# How to know which speaker wire for which speaker



## Drachenfire (Jun 6, 2017)

For about $20 on Amazon you can get a tracer and tone generator kit.










You connect the tone generator to one set of wires and use the tracer to identify the other end.

If you want to go the really cheap way, you could hook up a C or D battery to one end and identify the other end by connecting a flashlight bulb to each set of wires until you find the one that lights the bulb.


----------



## Bud9051 (Nov 11, 2015)

Assuming those wires are pairs if you have an ohm meter you can twist one pair together and then check for low resistance at the other end.

If your wires are not marked as to which side is which Drachenfire's suggestion would also allow you to identify the polarity. The polarity allows you to keep all speakers in phase or out of phase depending upon location. Phasing is sometimes trial and error.

Bud


----------



## JustinK (Oct 4, 2009)

Assuming the positive and negative are together for each speaker You can just connect one speaker at a time listen what speaker goes on and label.


----------



## CaptTom (Dec 31, 2017)

JustinK said:


> Assuming the positive and negative are together for each speaker You can just connect one speaker at a time listen what speaker goes on and label.

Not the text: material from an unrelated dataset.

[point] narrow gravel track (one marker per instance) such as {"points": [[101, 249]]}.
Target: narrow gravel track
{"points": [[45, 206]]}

And if it's just bare wires, touch one of each pair to a battery and listen for the popping and crackling.


----------



## Dave Sal (Dec 20, 2012)

You could just connect one speaker at a time to the same output on the receiver, play some music, and then mark the wires as to which speaker is working. I don't know about your receiver but mine puts out a simple display when connected to a TV that shows the speakers that are connected and sends a tone to each one individually. You can then see if you have them all connected properly. I would imagine your new Denon receiver has a similar function.


----------